Wood cautions that if morphology or homoplasy can be shared for reasons other than a recent common ancestor, such as common environmental pressures, then anthropologists are stumped.
"Supposing two distantly related, fruit-eating apes were living at the same time and facing the consequences of the same climate change," Wood explained. "Then suppose this climate change resulted in the forest's fruiting trees being replaced by open woodland and increased grassland, forcing the distantly related apes to adapt to eating tough tubers instead of soft fruit.
"They both would undergo an increase in the size of their chewing teeth and an increase in the size of their mandibles, but they would not have inherited this morphology from a shared recent ancestor."
Instead they would have gotten it from a common environmental event and convergent evolution, developing the same or similar biological traits in unrelated or distantly related lineages.
In the case of Ardipithecus and other recently discovered fossils, traits shared in common with Homo sapiens such as bipedal locomotion or small canine teeth may indicate a close relationship with anatomically modern humans or, as Wood and Harrison suggest, may be the result of convergent evolution.
"Homoplasy makes it unwise to rely on just a few morphological similarities to declare fossils are early hominins," Wood contends.
Wood and Harrison underscore their concern with two cautionary tales of errant early human ancestor classification.
In an example from more than 30 years ago, scientists classified a 12 million-year-old Asian fossil named Ramapithecus punjabicus as a likely human ancestor. Now, after further research, Ramapithecus is thought to belong to one or more species of extinct primates, and perhaps most accurately regarded as a distant cousin of modern orangutans.
In another example, a species called Oreopithecus bambolii, represented by a cache of 7 to 8 million-year-old fossils found at sites in Tuscany and Sardinia, Italy, and first described nearly 140 years ago, was thought to be a potential early human ancestor because of skeletal similarities with modern humans. Research suggested Oreopithecus had many anatomical similarities with the group of organisms that includes great apes and modern humans. It also had characteristics generally considered to be uniquely associated with bipedal behavior.
But only after additional discoveries by a Swiss paleontologist in the late 1950s, researchers began to rethink Oreopithecus' initial classification. Scientists still debate its precise position on the evolutionary tree and whether it is more accurately regarded as a descendant of a European ape or as an African anthropoid.
"We emphasize that we are not claiming that the presence of homoplasy in and around the hominin clad doom(s) all efforts to recover evolutionary relationships to failure," the researchers write. They take the same stance regarding other methodological and analytical limitations that arise when investigating evolutionary relatedness.
They stress that their paper doesn't claim Orrorin, Sahelanthropus and Ardipithecus are not early human ancestors.

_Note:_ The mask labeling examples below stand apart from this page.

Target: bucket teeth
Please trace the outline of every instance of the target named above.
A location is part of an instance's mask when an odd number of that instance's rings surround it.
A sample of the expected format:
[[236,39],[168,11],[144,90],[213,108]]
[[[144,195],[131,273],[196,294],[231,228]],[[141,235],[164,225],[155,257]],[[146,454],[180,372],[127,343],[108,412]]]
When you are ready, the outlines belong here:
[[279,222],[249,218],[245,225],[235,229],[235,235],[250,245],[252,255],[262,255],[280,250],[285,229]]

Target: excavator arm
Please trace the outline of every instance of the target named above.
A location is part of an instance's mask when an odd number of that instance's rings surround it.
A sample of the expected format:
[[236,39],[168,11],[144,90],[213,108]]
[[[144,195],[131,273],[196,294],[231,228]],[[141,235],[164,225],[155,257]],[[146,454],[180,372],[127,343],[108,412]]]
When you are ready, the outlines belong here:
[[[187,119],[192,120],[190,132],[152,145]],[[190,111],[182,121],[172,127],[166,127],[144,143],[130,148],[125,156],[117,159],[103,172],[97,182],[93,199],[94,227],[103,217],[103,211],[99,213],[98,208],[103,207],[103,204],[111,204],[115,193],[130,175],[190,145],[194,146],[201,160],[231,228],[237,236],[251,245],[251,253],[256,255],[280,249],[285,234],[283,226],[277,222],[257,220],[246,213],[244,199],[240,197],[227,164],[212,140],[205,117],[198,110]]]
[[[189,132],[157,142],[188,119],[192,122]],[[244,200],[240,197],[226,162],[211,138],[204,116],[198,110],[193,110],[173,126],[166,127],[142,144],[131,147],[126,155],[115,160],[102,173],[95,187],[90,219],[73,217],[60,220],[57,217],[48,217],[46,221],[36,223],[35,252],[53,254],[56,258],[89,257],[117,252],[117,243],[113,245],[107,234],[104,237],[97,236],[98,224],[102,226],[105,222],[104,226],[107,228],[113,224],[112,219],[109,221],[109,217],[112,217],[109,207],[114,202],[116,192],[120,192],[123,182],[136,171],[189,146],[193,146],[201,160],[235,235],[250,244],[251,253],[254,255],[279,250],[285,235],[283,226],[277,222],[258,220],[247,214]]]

But they encourage paleoanthropologists to acknowledge the potential shortcomings of their data when it comes to generating hypotheses about relationships.
"We urge researchers, teachers and students to consider the published phylogenetic interpretations of these taxa as among a number of possible interpretations of the evidence," write Wood and Harrison.
For now, they hope paleoanthropologists will heed the warning and leave an accurate record that perhaps some future intelligent organism will be able to decipher.
The National Science Foundation funds Wood's and Harrison's research through its Division of Behavioral and Cognitive Sciences.